Teks itu menyebutkan perbincangan menarik antara Marduk, Dewa Penyembuhan dan ayahnya Enki. Ada nada keputusasaan dalam menghadapi penyakit yang masih belum dapat disembuhkan ini.

“Oh! ayahku! Mengenai seorang pria yang […] diserang oleh anjing gila, dan yang menyebarkan racunnya […], saya tidak tahu apa yang harus saya lakukan untuk pria itu,” seru Marduk.

Sangat mengejutkan bahwa “mantra gigitan anjing” Akkadia itu–yang dinyanyikan selama ritual kuasi-medis yang biasanya dilakukan hanya untuk penyakit yang paling serius–secara teratur menyebut air liur anjing (yang kita kenal sekarang sebagai sarana penularan virus rabies) sebagai “bisa racun” yang sebanding dengan ular atau kalajengking.

Satu mantra lagi dari sekitar tahun 1900-1600 SM mengisyaratkan proses penyakit rabies sebagai semacam hibridisasi atau perkawinan silang antarspesies. Mantra itu berbunyi: "air mani anjing rabies terbawa di mulutnya”. "Di mana anjing menggigit, ia telah meninggalkan anaknya."

Hukum Sumeria Eshnunna, dari sekitar tahun 1930 SM, mengidentifikasi gigitan anjing dengan jelas–dan bersalah–sebagai penyebab langsung penyakit manusia yang mematikan ini.

Seorang pria yang tidak menjaga anjingnya yang gila mengizinkannya "menggigit seseorang dan menyebabkan kematiannya". Undang-undang kemudian menetapkan pria pemelihara anjing rabies itu harus didenda dalam syikal perak (tarif diskon diterapkan ketika korban adalah seorang budak).

Virus rabies telah menyebar ke seluruh dunia, termasuk Indonesia. Orang Belanda tercatat berperan dalam sejarah rabies di Indonesia.

Sejarah rabies relatif kental di dalam teks-teks kuno yang masih hidup. Beberapa referensi paling awal berusia lebih dari 4.000 tahun. (iStock)

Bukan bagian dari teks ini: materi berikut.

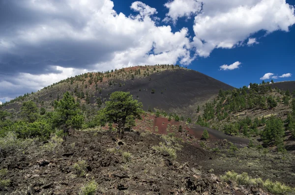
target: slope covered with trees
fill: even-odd
[[[250,84],[233,90],[221,89],[197,114],[196,123],[229,135],[252,138],[265,147],[291,149],[295,136],[295,99],[289,90]]]
[[[178,65],[137,66],[93,72],[68,78],[36,93],[27,93],[3,105],[18,113],[23,102],[31,100],[38,108],[53,110],[54,100],[66,91],[74,97],[82,111],[93,114],[116,91],[129,92],[149,108],[167,112],[189,115],[199,105],[216,96],[219,90],[234,88],[200,72]]]

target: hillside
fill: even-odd
[[[53,101],[69,91],[81,106],[97,110],[97,98],[103,104],[112,92],[120,90],[130,92],[142,102],[146,111],[150,108],[189,116],[198,105],[215,97],[220,89],[233,88],[199,72],[179,66],[137,66],[68,78],[20,96],[5,104],[4,108],[17,113],[22,102],[32,100],[39,107],[51,111]]]
[[[253,85],[250,90],[246,87],[232,91],[221,90],[218,97],[207,102],[194,119],[201,125],[250,138],[265,147],[283,144],[287,150],[294,150],[294,98],[289,91],[271,88],[266,84]],[[272,125],[278,125],[271,131],[280,129],[277,133],[279,137],[267,136],[266,130],[272,128]]]
[[[271,86],[271,88],[275,89],[278,88],[279,89],[284,91],[289,90],[292,93],[295,90],[295,81],[284,81],[277,82],[273,84],[268,84]]]
[[[47,143],[12,147],[0,157],[0,182],[9,181],[5,187],[0,185],[0,194],[266,195],[274,189],[262,184],[238,186],[234,179],[221,179],[212,173],[212,167],[222,155],[173,137],[130,132],[118,144],[112,139],[115,136],[104,131],[76,131],[63,144],[53,137]],[[231,156],[225,152],[223,156]],[[264,177],[268,172],[266,169]],[[90,190],[93,194],[85,194]]]

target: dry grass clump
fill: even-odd
[[[80,161],[74,164],[74,169],[76,173],[79,177],[83,177],[86,173],[86,161],[84,160]]]
[[[97,189],[97,183],[94,180],[84,185],[81,189],[79,195],[94,195]]]

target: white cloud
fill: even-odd
[[[196,0],[174,0],[164,5],[169,10],[164,21],[172,21],[175,24],[178,18],[184,16],[190,18],[202,8],[202,3]]]
[[[266,79],[270,79],[270,78],[276,79],[277,77],[275,76],[273,76],[274,75],[274,74],[273,74],[273,73],[266,73],[266,74],[265,74],[263,77],[261,78],[260,80],[264,80]]]
[[[259,42],[256,41],[256,38],[249,38],[247,43],[248,45],[252,45],[253,44],[258,44]]]
[[[287,73],[287,74],[284,74],[282,75],[279,76],[279,77],[281,78],[284,78],[290,77],[292,76],[292,74],[291,73]]]
[[[249,37],[259,30],[288,31],[295,23],[294,8],[285,0],[165,3],[165,21],[175,24],[195,16],[192,38],[187,28],[173,31],[168,25],[159,25],[157,10],[141,1],[130,5],[138,14],[130,16],[116,12],[111,0],[10,0],[1,6],[11,11],[0,17],[4,24],[0,25],[0,84],[6,84],[0,85],[1,101],[85,70],[177,61],[189,65],[214,48],[244,45],[245,40],[250,44],[254,38]],[[224,65],[227,70],[233,67]]]
[[[214,48],[241,45],[261,30],[288,31],[295,24],[294,7],[285,0],[201,1],[204,4],[201,13],[195,17],[192,44],[200,56],[209,56]]]
[[[220,70],[234,70],[236,68],[238,68],[239,66],[241,64],[241,62],[237,61],[231,65],[223,64],[220,66]]]
[[[291,73],[284,74],[281,76],[275,76],[274,74],[273,74],[273,73],[266,73],[265,75],[264,75],[264,76],[263,77],[262,77],[262,78],[260,78],[260,80],[263,80],[270,79],[278,79],[279,78],[283,78],[290,77],[292,76],[292,74]]]
[[[105,71],[177,61],[188,65],[194,59],[188,29],[174,32],[170,26],[158,26],[156,9],[140,1],[130,6],[138,14],[129,16],[116,13],[110,0],[9,2],[14,2],[28,14],[37,12],[38,20],[27,25],[12,22],[7,26],[10,33],[0,30],[1,71],[6,68],[21,72],[9,78],[0,75],[0,83],[13,87],[0,85],[0,98],[11,96],[12,88],[15,89],[12,93],[17,91],[16,95],[19,95],[24,90],[35,91],[73,75],[43,73],[53,66],[63,67],[61,70],[54,68],[62,73],[81,69]],[[9,16],[13,16],[6,18]],[[9,64],[18,59],[14,63],[17,66]],[[22,87],[23,90],[16,90]]]

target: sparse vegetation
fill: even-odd
[[[83,177],[86,173],[86,170],[87,170],[86,167],[86,161],[82,160],[75,163],[73,167],[78,176]]]
[[[129,162],[131,160],[131,154],[130,152],[125,152],[122,153],[122,156],[125,162]]]
[[[79,192],[79,195],[94,195],[98,184],[94,180],[92,180],[84,185]]]
[[[270,193],[275,195],[286,195],[288,193],[295,193],[295,189],[280,182],[273,182],[269,179],[263,181],[260,178],[252,178],[246,172],[239,174],[234,171],[229,171],[225,175],[221,176],[221,179],[226,182],[234,182],[237,185],[247,187],[254,186],[264,187]]]

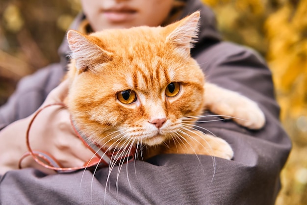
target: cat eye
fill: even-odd
[[[135,92],[131,90],[124,90],[117,93],[117,99],[124,104],[130,104],[136,101]]]
[[[166,87],[165,95],[167,97],[175,97],[179,93],[180,91],[180,83],[179,82],[171,82]]]

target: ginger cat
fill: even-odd
[[[205,82],[190,54],[199,19],[197,12],[166,27],[69,31],[67,103],[78,129],[105,149],[143,148],[145,159],[185,153],[230,159],[227,142],[193,128],[197,117],[206,108],[258,129],[264,115],[246,97]]]

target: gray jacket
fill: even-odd
[[[0,204],[274,204],[291,143],[279,120],[271,73],[254,51],[221,41],[214,15],[207,7],[198,0],[187,0],[187,3],[181,18],[201,11],[200,39],[191,54],[207,80],[257,102],[265,114],[265,127],[252,131],[231,121],[200,123],[198,126],[230,143],[234,152],[233,160],[165,154],[146,162],[137,161],[135,167],[131,163],[123,168],[118,191],[116,171],[111,174],[110,187],[105,187],[108,168],[99,170],[93,179],[87,170],[53,176],[34,169],[10,171],[0,180]],[[76,19],[73,27],[82,18]],[[21,80],[15,93],[0,108],[0,126],[31,114],[58,84],[67,63],[66,40],[59,51],[60,63]]]

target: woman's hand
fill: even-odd
[[[49,94],[41,108],[63,103],[68,92],[68,82],[65,80]],[[28,151],[26,132],[34,114],[16,121],[0,131],[0,174],[18,169],[20,159]],[[29,138],[33,150],[49,153],[64,167],[82,166],[93,155],[75,134],[68,110],[60,105],[49,106],[38,114],[31,126]],[[31,156],[25,158],[21,165],[54,173],[39,165]]]

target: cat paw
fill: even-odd
[[[258,129],[265,123],[265,117],[256,103],[237,92],[208,83],[206,87],[206,106],[222,117],[231,117],[239,125]]]
[[[233,151],[229,144],[224,139],[212,136],[212,142],[210,143],[213,156],[230,160],[233,157]]]

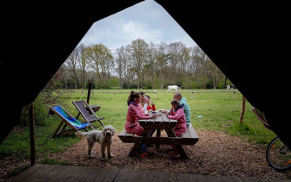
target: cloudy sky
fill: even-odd
[[[187,47],[197,44],[160,5],[146,1],[95,22],[80,43],[102,43],[110,49],[141,38],[149,43],[182,41]]]

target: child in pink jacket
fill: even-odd
[[[177,99],[174,99],[171,102],[172,108],[171,112],[171,115],[166,114],[167,117],[169,119],[177,120],[178,121],[177,125],[173,128],[173,131],[177,137],[178,137],[181,133],[184,133],[187,130],[187,126],[186,125],[186,119],[185,118],[184,111],[183,107],[184,104],[180,104],[179,100]],[[171,145],[172,149],[174,151],[169,152],[171,154],[178,153],[178,152],[175,150],[173,145]]]
[[[152,119],[155,117],[156,115],[153,114],[150,116],[148,114],[145,114],[140,112],[139,109],[138,104],[141,99],[141,94],[138,92],[133,91],[130,92],[127,99],[127,116],[126,122],[124,128],[127,132],[131,133],[134,133],[139,136],[143,130],[143,128],[138,124],[140,119]]]

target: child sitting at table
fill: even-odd
[[[152,102],[152,100],[151,100],[150,99],[150,97],[148,95],[146,95],[146,96],[148,98],[148,101],[147,102],[148,103],[148,108],[147,108],[147,110],[148,111],[150,109],[152,109],[154,111],[156,111],[156,106],[155,105],[155,104],[154,103],[154,102]],[[150,106],[150,104],[152,105],[152,107],[151,107]]]
[[[141,134],[143,128],[138,124],[139,120],[152,119],[157,116],[152,114],[150,116],[148,114],[142,113],[139,109],[138,104],[141,99],[141,96],[138,92],[132,91],[128,96],[127,104],[128,106],[126,122],[124,128],[127,132],[134,133],[138,136]]]
[[[187,126],[186,125],[186,119],[185,118],[185,114],[183,110],[184,104],[180,104],[179,101],[177,99],[174,99],[171,102],[172,108],[170,109],[171,115],[167,114],[165,115],[168,118],[176,119],[178,123],[175,127],[173,128],[173,131],[177,137],[179,137],[181,133],[185,132],[187,130]],[[172,149],[174,151],[169,152],[170,154],[178,153],[178,152],[175,149],[173,145],[171,145]]]

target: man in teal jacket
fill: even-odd
[[[180,102],[180,104],[183,103],[184,106],[183,107],[183,110],[184,111],[184,114],[186,119],[186,125],[187,127],[189,126],[191,121],[191,111],[190,110],[190,107],[188,105],[187,102],[187,100],[184,97],[182,98],[182,95],[179,92],[176,92],[174,94],[173,97],[175,99],[176,99]]]

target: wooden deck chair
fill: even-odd
[[[105,126],[102,123],[102,121],[101,121],[101,120],[105,119],[105,117],[100,118],[98,117],[98,116],[97,116],[92,109],[90,107],[88,104],[86,102],[85,100],[83,99],[83,100],[79,101],[72,101],[72,103],[76,107],[78,111],[79,112],[79,113],[78,113],[78,115],[76,117],[76,119],[78,119],[80,114],[81,114],[87,123],[91,123],[98,121],[102,126]],[[84,105],[84,104],[88,109],[89,110],[88,112],[92,113],[93,116],[95,117],[95,118],[92,117],[88,112],[88,111],[87,111],[87,109],[85,107],[85,106]],[[91,125],[91,127],[93,129],[95,129],[92,125]]]
[[[52,137],[56,137],[58,136],[65,135],[74,132],[80,131],[80,130],[84,130],[87,132],[89,131],[87,129],[88,127],[91,125],[91,123],[82,123],[74,117],[59,105],[54,107],[51,107],[49,111],[49,115],[56,114],[61,119],[62,121],[56,130]],[[65,123],[65,125],[60,131],[60,129]],[[65,130],[67,126],[72,128]]]

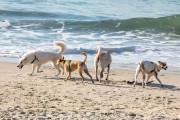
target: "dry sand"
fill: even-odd
[[[143,89],[140,76],[135,88],[130,84],[134,71],[111,70],[108,83],[92,84],[81,83],[77,71],[64,81],[52,67],[30,77],[30,65],[16,65],[0,62],[0,119],[180,119],[180,74],[160,73],[165,87],[155,80]]]

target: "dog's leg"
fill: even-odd
[[[158,78],[158,75],[155,74],[154,76],[156,77],[156,80],[160,83],[161,87],[164,87],[164,85],[161,83],[160,79]]]
[[[94,81],[93,81],[93,79],[92,79],[92,76],[89,74],[88,70],[87,70],[87,69],[84,69],[84,72],[91,78],[92,83],[94,83]]]
[[[143,74],[143,82],[142,82],[142,87],[143,87],[143,88],[144,88],[145,78],[146,78],[146,76],[145,76],[145,74]]]
[[[68,79],[71,79],[71,72],[70,71],[68,72],[68,76],[66,77],[65,80],[68,80]]]
[[[106,77],[106,80],[108,80],[109,70],[110,70],[110,64],[108,65],[108,68],[107,68],[107,77]]]
[[[53,62],[54,67],[58,70],[58,73],[55,76],[58,76],[61,73],[60,66],[56,65],[56,61]]]
[[[38,65],[37,73],[43,72],[43,71],[39,71],[40,67],[41,67],[41,64]]]
[[[135,74],[135,81],[134,81],[134,85],[133,85],[134,87],[135,87],[135,85],[137,83],[137,77],[138,77],[140,71],[141,71],[140,66],[138,66],[137,69],[136,69],[136,74]]]
[[[150,78],[151,76],[152,76],[152,74],[148,74],[147,79],[146,79],[146,82],[145,82],[145,86],[147,85],[148,80],[149,80],[149,78]]]
[[[82,82],[84,82],[84,77],[82,75],[82,70],[79,70],[79,75],[82,77]]]
[[[35,68],[36,68],[36,65],[32,65],[32,72],[29,74],[30,76],[34,73],[34,70],[35,70]]]
[[[104,68],[101,69],[99,82],[101,82],[101,78],[103,78],[103,72],[104,72]]]

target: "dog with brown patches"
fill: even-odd
[[[146,79],[146,82],[145,82],[145,85],[147,85],[147,82],[149,80],[149,78],[154,75],[156,80],[161,84],[161,86],[163,87],[160,79],[158,78],[158,72],[161,70],[161,69],[164,69],[166,70],[168,67],[166,65],[165,62],[162,62],[162,61],[158,61],[157,63],[154,63],[154,62],[151,62],[151,61],[144,61],[144,60],[141,60],[139,63],[138,63],[138,66],[136,68],[136,74],[135,74],[135,82],[134,82],[134,87],[137,83],[137,77],[138,77],[138,74],[141,72],[143,74],[143,82],[142,82],[142,87],[144,88],[144,82],[145,82],[145,75],[147,74],[147,79]]]
[[[99,82],[101,82],[101,78],[103,78],[103,72],[105,68],[107,68],[106,80],[108,80],[112,59],[109,52],[101,51],[101,47],[98,47],[97,51],[98,53],[96,54],[95,59],[94,59],[94,67],[95,67],[95,72],[96,72],[96,79],[99,80]],[[101,67],[100,79],[98,79],[98,76],[97,76],[98,64]]]
[[[82,75],[84,71],[91,78],[92,83],[94,83],[92,76],[88,72],[87,65],[85,64],[87,60],[87,54],[85,52],[81,52],[80,54],[85,56],[84,61],[65,60],[63,57],[57,60],[57,65],[61,65],[62,69],[66,69],[68,72],[68,76],[65,80],[71,79],[71,72],[78,69],[79,75],[82,77],[82,82],[84,81],[84,76]]]

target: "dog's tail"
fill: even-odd
[[[66,50],[66,45],[64,42],[61,42],[61,41],[53,41],[54,45],[58,46],[61,48],[61,51],[60,53],[64,53],[65,50]]]
[[[87,54],[85,52],[80,52],[80,54],[85,56],[84,61],[83,61],[85,63],[87,60]]]

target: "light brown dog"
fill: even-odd
[[[167,68],[168,68],[168,66],[167,66],[166,62],[158,61],[157,63],[154,63],[154,62],[147,61],[147,60],[141,60],[138,63],[138,66],[136,68],[134,87],[137,83],[137,77],[140,72],[143,74],[143,82],[142,82],[143,88],[144,88],[146,74],[147,74],[147,79],[146,79],[145,85],[147,85],[147,82],[151,76],[155,76],[157,81],[163,87],[163,84],[161,83],[160,79],[158,78],[158,73],[160,72],[161,69],[166,70]]]
[[[81,52],[80,54],[85,56],[84,61],[65,60],[63,57],[57,60],[57,65],[61,65],[62,69],[66,69],[66,71],[69,73],[65,80],[71,79],[71,72],[78,69],[79,75],[82,77],[82,82],[84,81],[84,77],[82,75],[84,71],[91,78],[92,83],[94,83],[92,76],[88,72],[87,65],[85,64],[87,60],[87,54],[85,52]]]
[[[103,72],[105,68],[107,68],[106,80],[108,80],[112,59],[109,52],[101,52],[101,47],[98,47],[97,51],[98,53],[96,54],[94,58],[94,67],[95,67],[95,72],[96,72],[96,79],[99,80],[99,82],[101,82],[101,78],[103,78]],[[100,79],[98,79],[98,76],[97,76],[98,65],[101,67]]]

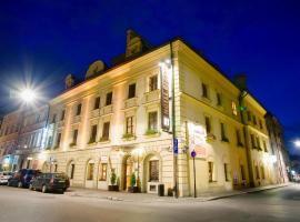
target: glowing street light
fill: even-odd
[[[31,103],[37,99],[37,94],[32,89],[24,89],[19,93],[19,95],[26,103]]]
[[[293,144],[294,144],[294,147],[300,148],[300,140],[296,140],[296,141],[293,142]]]

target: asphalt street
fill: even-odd
[[[0,222],[300,221],[300,185],[208,202],[128,202],[0,186]]]

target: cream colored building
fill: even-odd
[[[177,39],[149,49],[128,31],[121,61],[111,69],[94,62],[86,81],[74,87],[68,77],[68,89],[50,101],[46,150],[32,157],[40,160],[38,168],[67,172],[73,186],[102,190],[112,172],[120,190],[128,189],[132,173],[142,192],[157,193],[162,183],[167,194],[177,181],[179,195],[187,196],[193,194],[190,153],[196,150],[197,193],[276,182],[266,110],[247,95],[242,115],[250,111],[257,124],[242,121],[241,91],[187,43]],[[168,101],[172,80],[174,110]],[[170,132],[162,123],[170,124]],[[251,148],[251,137],[263,151]]]

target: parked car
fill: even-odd
[[[41,172],[32,169],[21,169],[17,171],[12,178],[8,180],[9,186],[28,188],[32,178],[36,178]]]
[[[8,180],[12,176],[12,172],[0,172],[0,184],[8,184]]]
[[[29,189],[64,192],[70,186],[70,180],[66,173],[42,173],[31,180]]]

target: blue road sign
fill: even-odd
[[[173,152],[174,154],[178,154],[178,139],[177,138],[174,138],[173,140]]]

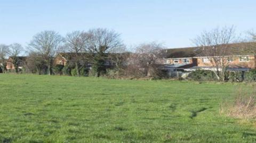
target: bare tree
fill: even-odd
[[[85,51],[91,53],[93,58],[93,69],[99,77],[106,72],[105,62],[109,53],[124,47],[120,35],[107,29],[91,29],[88,31]]]
[[[47,69],[42,55],[33,52],[29,53],[28,57],[26,58],[26,66],[30,73],[38,74],[41,74],[42,72],[45,73]]]
[[[4,73],[6,66],[6,58],[8,55],[9,48],[7,45],[4,44],[0,45],[0,59],[2,60],[2,63],[0,63],[0,68],[2,69],[3,73]]]
[[[63,41],[63,38],[58,32],[44,31],[35,35],[29,44],[30,51],[42,56],[47,65],[49,75],[52,74],[54,57],[61,51]]]
[[[246,47],[244,48],[249,53],[253,53],[256,55],[256,32],[253,30],[248,32],[249,38],[247,38],[247,43],[246,44]]]
[[[158,59],[162,58],[165,52],[162,44],[155,42],[142,44],[135,49],[135,53],[132,54],[129,63],[135,66],[143,76],[156,76],[159,71],[157,66]],[[135,73],[140,73],[135,72]]]
[[[86,33],[79,31],[67,33],[66,36],[65,47],[74,54],[72,60],[75,63],[77,76],[80,76],[80,70],[83,67],[81,64],[86,58],[84,49],[87,38]]]
[[[203,55],[209,59],[212,71],[220,81],[225,80],[225,73],[229,65],[226,56],[230,56],[229,45],[235,39],[235,28],[232,26],[204,31],[194,40],[195,44],[202,48]]]
[[[9,61],[14,66],[15,72],[18,73],[19,72],[19,65],[20,63],[21,59],[19,57],[23,51],[23,47],[20,44],[13,43],[9,46],[8,55],[11,58],[11,60]]]

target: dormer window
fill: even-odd
[[[210,63],[210,60],[207,57],[203,58],[202,61],[203,63]]]
[[[228,62],[228,63],[234,62],[234,57],[227,57],[227,62]]]
[[[187,58],[182,59],[182,63],[189,63],[189,60]]]
[[[164,60],[165,64],[170,64],[170,60]]]
[[[245,62],[249,61],[249,56],[239,56],[239,62]]]

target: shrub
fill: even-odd
[[[62,73],[64,75],[71,75],[71,69],[69,68],[68,66],[66,65],[62,69]]]
[[[256,85],[250,91],[239,89],[235,94],[234,102],[221,105],[221,113],[236,118],[256,117]]]
[[[105,76],[109,78],[115,79],[119,77],[119,70],[118,69],[107,69],[106,70]]]
[[[57,64],[53,67],[53,72],[55,74],[62,74],[62,69],[64,68],[64,65],[62,64]]]
[[[84,77],[88,77],[89,74],[89,69],[86,68],[83,68],[80,70],[80,75]]]
[[[245,73],[245,80],[249,82],[256,81],[256,69],[252,69]]]
[[[71,75],[72,76],[77,76],[77,72],[76,69],[72,69],[71,70]]]
[[[196,70],[189,73],[188,77],[194,80],[200,81],[215,81],[217,80],[214,73],[210,70]]]

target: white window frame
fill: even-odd
[[[184,61],[186,60],[186,62],[184,62],[183,60]],[[182,63],[189,63],[189,59],[188,58],[183,58],[182,61]]]
[[[178,64],[179,63],[179,59],[173,59],[173,63],[174,64]],[[176,63],[175,61],[177,61]]]
[[[231,63],[231,62],[234,62],[234,57],[227,57],[227,62],[228,62],[228,63]]]
[[[170,64],[170,60],[164,60],[165,64]]]
[[[250,61],[250,57],[248,56],[239,56],[239,62],[248,62]]]
[[[206,61],[205,61],[205,60]],[[203,57],[202,58],[202,61],[203,61],[203,63],[210,63],[210,60],[207,57]]]

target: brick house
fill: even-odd
[[[256,68],[256,55],[246,43],[229,44],[230,52],[223,56],[228,70],[246,71]],[[191,71],[197,69],[212,70],[209,57],[202,47],[188,47],[166,49],[167,56],[162,60],[163,70],[170,72]]]
[[[15,69],[14,65],[13,64],[13,59],[14,57],[10,57],[6,62],[6,70],[14,70]],[[26,64],[26,56],[18,56],[18,68],[20,69],[22,69]]]

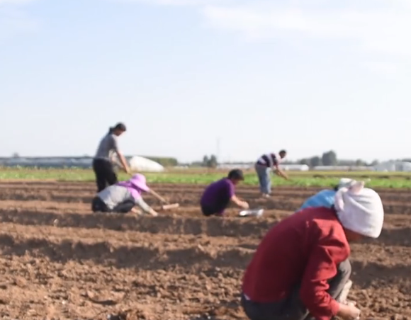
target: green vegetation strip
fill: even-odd
[[[273,176],[274,185],[322,186],[334,185],[339,178],[352,176],[357,179],[371,178],[367,185],[379,188],[411,188],[411,175],[377,174],[373,172],[322,172],[310,171],[301,174],[300,172],[289,172],[290,180],[286,181]],[[148,183],[205,184],[215,181],[226,175],[225,171],[212,171],[202,172],[181,171],[165,173],[145,173]],[[119,174],[120,180],[127,180],[128,176],[123,173]],[[63,181],[94,181],[94,174],[91,170],[84,169],[33,169],[33,168],[1,168],[1,180],[57,180]],[[257,185],[257,178],[252,171],[245,173],[246,185]]]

Dilansir laman Dinas Kesehatan Provinsi Bali, penyakit rabies masuk pertama kali ke Indonesia pada tahun 1884, ditemukan oleh Schrool (orang Belanda) pada kuda, kemudian tahun 1889 Esser WJ dan Penning menemukan penyakit rabies pada anjing.

Pada tahun 1894, pertama kalinya virus rabies diketahui menyerang manusia di Indonesia (dulu Hindia Belanda). Virus rabies pada manusia di Indonesia ditemukan oleh orang Belanda juga yang bernama EV De Haan.

Meski virus rabies tersebut masih tersebar di banyak negara, vaksin rabies sebenarnya telah tercipta sejak lama. Louis Pasteur adalah orang yang mengubah permainan dalam sejarah rabies ini..

Louis Pasteur adalah orang pertama yang mengembangkan vaksin rabies untuk manusia. Vaksin ini hampir secara universal efektif bila digunakan dengan benar sebagai bagian dari protokol profilaksis pascapajanan, dengan dosis pertama yang diberikan idealnya pada hari pajanan.

Selanjutnya, vaksin rabies untuk anjing telah diciptakan untuk memusnahkan virus rabies sebagai ancaman kesehatan masyarakat. Vaksin ini telah digunakan secara meluas dan menyeluruh di sebagian besar negara kaya, dan membuat langkah besar di beberapa negara paling rentan terhadap rabies di dunia.

Kondisi di negara kaya dan negara miskin atau negara berkembang tentu saja berbeda. Di negara-negara miskin atau berkembang, tidak semua anjing telah diberikan vaksin rabies.

Yang lebih pilu, tidak semua orang yang terkena gigitan anjing langsung diberikan vaksin rabies. Padahal, bila korban gigitan anjing itu terlambat diberi vaksin rabies dan gejala pertama penyakit rabies telah telanjur muncul padanya, hampir bisa dipastikan orang itu akan meninggal akibat penyakit tersebut karena belum ada pengobatannya.

Sejarah rabies mencatat penyakit ini sebenarnya telah bisa dicegah dengan vaksin rabies selama lebih dari satu abad. Namun, kenyataannya, penyakit rabies terus membunuh ribuan orang setiap tahunnya, dan 95% dari korbannya hidup di Asia dan Afrika, benua dengan banyak anjing dan masyarakat miskin.